Résultat prévisible : de nombreux fabricants ont déplacé une partie de leur activité vers le négoce et l’importation — important les mêmes PCB qu’ils produisaient autrefois eux-mêmes, simplement pour survivre. À court terme, cela maintient les comptes à flot. À long terme, cela affaiblit la capacité de production européenne.

Difficile de leur en vouloir. Le cadre réglementaire encourage ce comportement.
Ce qui reste plus difficile à comprendre, c’est pourquoi les décideurs politiques tolèrent un système qui sape activement l’« autonomie stratégique » qu’ils prétendent défendre.

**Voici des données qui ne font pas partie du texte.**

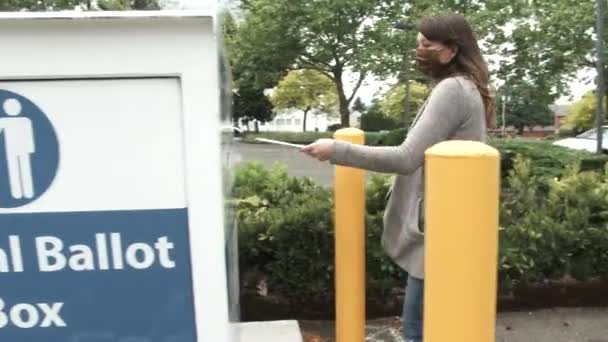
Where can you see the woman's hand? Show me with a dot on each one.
(320, 149)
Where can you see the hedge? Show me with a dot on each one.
(551, 228)
(549, 160)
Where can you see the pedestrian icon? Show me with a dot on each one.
(29, 151)
(19, 144)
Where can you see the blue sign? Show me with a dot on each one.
(116, 276)
(83, 276)
(29, 151)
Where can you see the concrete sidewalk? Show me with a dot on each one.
(554, 325)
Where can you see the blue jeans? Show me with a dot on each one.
(412, 310)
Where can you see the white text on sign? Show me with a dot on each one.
(53, 255)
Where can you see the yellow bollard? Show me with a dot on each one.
(461, 252)
(349, 199)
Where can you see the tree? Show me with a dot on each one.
(335, 38)
(526, 106)
(359, 106)
(251, 104)
(374, 119)
(305, 90)
(582, 113)
(393, 103)
(550, 41)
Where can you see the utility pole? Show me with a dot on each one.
(406, 69)
(600, 72)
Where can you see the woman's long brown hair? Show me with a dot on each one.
(453, 30)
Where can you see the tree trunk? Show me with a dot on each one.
(304, 121)
(344, 111)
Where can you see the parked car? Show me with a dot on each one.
(586, 141)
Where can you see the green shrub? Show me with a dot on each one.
(374, 122)
(554, 222)
(285, 231)
(547, 160)
(553, 233)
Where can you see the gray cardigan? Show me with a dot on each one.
(453, 111)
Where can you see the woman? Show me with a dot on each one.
(459, 107)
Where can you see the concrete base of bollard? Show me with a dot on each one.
(277, 331)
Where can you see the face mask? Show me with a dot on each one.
(428, 62)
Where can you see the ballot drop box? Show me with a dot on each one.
(111, 190)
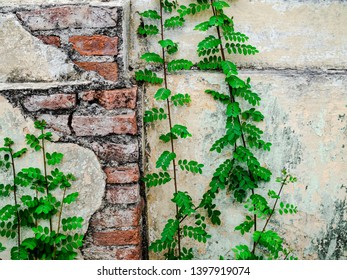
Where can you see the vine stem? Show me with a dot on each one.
(59, 219)
(273, 210)
(170, 126)
(232, 99)
(15, 196)
(45, 171)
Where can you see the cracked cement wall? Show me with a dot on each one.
(300, 74)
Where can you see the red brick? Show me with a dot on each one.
(117, 152)
(52, 102)
(95, 45)
(69, 17)
(111, 99)
(58, 123)
(50, 40)
(108, 70)
(104, 125)
(111, 253)
(111, 217)
(122, 174)
(129, 253)
(123, 194)
(118, 237)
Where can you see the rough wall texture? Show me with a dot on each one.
(67, 63)
(300, 74)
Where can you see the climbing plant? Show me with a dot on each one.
(242, 174)
(34, 205)
(177, 227)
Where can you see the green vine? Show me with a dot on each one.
(242, 174)
(176, 228)
(33, 213)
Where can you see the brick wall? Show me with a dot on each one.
(100, 113)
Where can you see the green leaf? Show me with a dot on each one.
(152, 14)
(209, 45)
(147, 76)
(70, 198)
(180, 99)
(54, 158)
(240, 49)
(233, 109)
(210, 63)
(164, 160)
(169, 45)
(192, 166)
(174, 22)
(156, 179)
(152, 57)
(148, 30)
(179, 64)
(162, 94)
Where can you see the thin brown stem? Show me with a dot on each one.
(273, 209)
(15, 196)
(232, 99)
(45, 173)
(170, 125)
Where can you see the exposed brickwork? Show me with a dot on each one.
(108, 70)
(117, 152)
(104, 125)
(122, 174)
(69, 17)
(111, 99)
(95, 45)
(103, 120)
(52, 102)
(123, 194)
(118, 237)
(50, 40)
(129, 253)
(57, 122)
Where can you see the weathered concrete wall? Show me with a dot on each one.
(300, 74)
(66, 62)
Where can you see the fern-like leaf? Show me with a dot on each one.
(179, 64)
(154, 114)
(152, 57)
(191, 166)
(164, 160)
(174, 22)
(210, 63)
(147, 76)
(209, 45)
(229, 68)
(180, 99)
(170, 46)
(241, 49)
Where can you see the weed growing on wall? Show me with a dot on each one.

Nous avons vu ce que signifient réellement les chaînes d’approvisionnement fragiles

La pandémie a mis en lumière les dépendances européennes. La pénurie de semi-conducteurs a révélé chaque point de rupture caché. Les récents problèmes autour de Nexperia montrent comment la géopolitique peut transformer une « chaîne d’approvisionnement mondiale ouverte » en vulnérabilité du jour au lendemain.

Et pourtant, malgré ces leçons, l’attention politique reste concentrée sur la partie glamour de la chaîne de valeur — les fabs, les nanomètres.

Même si l’Europe résout son « problème de puces », elle restera exposée.
Parce que, répétons-le : une puce ne flotte pas.

L’Europe ne peut pas se permettre d’ignorer les PCB

Cette industrie n’a pas besoin de slogans. Elle a besoin de règles équitables, de prévisibilité et de la reconnaissance que la fabrication de PCB n’est pas un vestige du passé — mais une capacité stratégique essentielle.

L’industrie ne peut pas compter sur les décideurs — cela est désormais clair.

Mais nous pouvons au moins reconnaître qu’une chaîne d’approvisionnement ne commence pas et ne se termine pas avec les semi-conducteurs. Et aujourd’hui, la fabrication européenne de PCB ne tient plus qu’à un fil — maintenue par des entreprises qui continuent d’investir, d’innover et de s’adapter, malgré un cadre réglementaire qui les désavantage.

Soutenir votre producteur local n’est PAS du protectionnisme.
C’est de la préservation.

Si l’Europe veut vraiment être autonome stratégiquement, alors la voie à suivre est douloureusement simple : arrêter de traiter la production de PCB comme une pensée après coup.